A group of people shopping for a used car.

Image source: Getty Images.

During the second quarter of 2021, the once-in-a-lifetime situation for Carvana led to its only profitable quarter. On top of that, the stock had risen from around $30 in March 2020 to a head-turning all-time high of $370 in August 2021.

From December 2020 to August 2021, insiders sold 15,183,340 shares, amounting to $4.2 billion. The stock sales were transacted at share prices between $227 and $370. The vast majority of the shares were sold by Ernest Garcia II, an early investor in the company and father of CEO Ernest Garcia III. All his sales occurred on shares received via stock options. Others making sales included directors, legal counsel, C-suite executives, and other key employees.
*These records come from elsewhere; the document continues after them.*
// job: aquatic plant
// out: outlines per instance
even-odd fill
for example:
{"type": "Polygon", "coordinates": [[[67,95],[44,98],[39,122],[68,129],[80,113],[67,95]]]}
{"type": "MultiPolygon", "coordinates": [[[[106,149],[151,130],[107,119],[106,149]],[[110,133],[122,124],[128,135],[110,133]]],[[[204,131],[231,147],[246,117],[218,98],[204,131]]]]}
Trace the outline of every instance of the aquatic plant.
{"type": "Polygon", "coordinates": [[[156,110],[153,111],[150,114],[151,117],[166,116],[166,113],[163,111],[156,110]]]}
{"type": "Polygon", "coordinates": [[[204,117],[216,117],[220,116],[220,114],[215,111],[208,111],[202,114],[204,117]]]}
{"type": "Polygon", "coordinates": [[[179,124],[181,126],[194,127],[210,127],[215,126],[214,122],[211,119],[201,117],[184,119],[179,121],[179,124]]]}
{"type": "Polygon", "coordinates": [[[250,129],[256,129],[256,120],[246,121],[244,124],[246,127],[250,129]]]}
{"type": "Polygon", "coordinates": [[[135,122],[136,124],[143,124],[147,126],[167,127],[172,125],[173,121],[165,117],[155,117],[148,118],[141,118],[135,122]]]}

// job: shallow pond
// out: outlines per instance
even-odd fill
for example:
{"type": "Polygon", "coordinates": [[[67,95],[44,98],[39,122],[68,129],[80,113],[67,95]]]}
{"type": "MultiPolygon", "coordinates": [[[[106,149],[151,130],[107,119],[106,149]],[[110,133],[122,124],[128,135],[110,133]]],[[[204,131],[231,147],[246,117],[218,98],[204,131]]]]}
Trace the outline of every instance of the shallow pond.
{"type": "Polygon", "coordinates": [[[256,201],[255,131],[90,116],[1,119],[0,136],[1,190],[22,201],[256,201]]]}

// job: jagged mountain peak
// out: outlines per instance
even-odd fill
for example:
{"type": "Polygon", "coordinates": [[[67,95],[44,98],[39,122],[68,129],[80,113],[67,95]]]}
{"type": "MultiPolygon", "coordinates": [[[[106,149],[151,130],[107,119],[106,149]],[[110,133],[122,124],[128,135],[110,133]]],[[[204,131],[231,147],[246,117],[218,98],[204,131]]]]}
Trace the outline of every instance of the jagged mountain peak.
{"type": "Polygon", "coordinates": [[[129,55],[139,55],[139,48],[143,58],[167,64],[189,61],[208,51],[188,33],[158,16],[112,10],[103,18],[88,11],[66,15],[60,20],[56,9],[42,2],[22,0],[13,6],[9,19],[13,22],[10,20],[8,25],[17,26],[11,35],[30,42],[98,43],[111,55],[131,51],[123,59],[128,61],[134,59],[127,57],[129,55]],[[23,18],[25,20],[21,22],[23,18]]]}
Cracks began to show after the insider sales. In its Q1 2022 quarterly call, the company cited lower sales volume and rising interest rates for a decrease in its margin. In addition, Carvana reported lower profit per unit, saying that shipping costs and refunds were the culprits.

Then in May of this year, the company announced it would lay off 2,500  employees -- for which CEO Garcia III apologized. Interestingly, Carvana had nearly doubled its head count from 10,400  in 2020 to over 21,000  by the end of 2021.

Since the insider sales, the stock is down over 90% to under $26. Company insiders may have seen the writing on the wall.

What are insiders saying now?

The insider sales in question seemed to have happened during a perfect storm for the company, which concluded with an incredible run-up in the stock. After the precipitous drop in Carvana's stock price, insiders may now see value.

For instance, since May 17, insiders have purchased 2,239,008 shares at prices between $39.14 and $21.18. Most insiders buying shares, including Ernest Garcia II, also sold shares before the stock's fall from grace.

Insider transactions can give investors a good starting point for stock ideas but might not tell the whole story. Though recent insider buying may indicate good times ahead, you may want to follow the company's fundamentals before jumping in.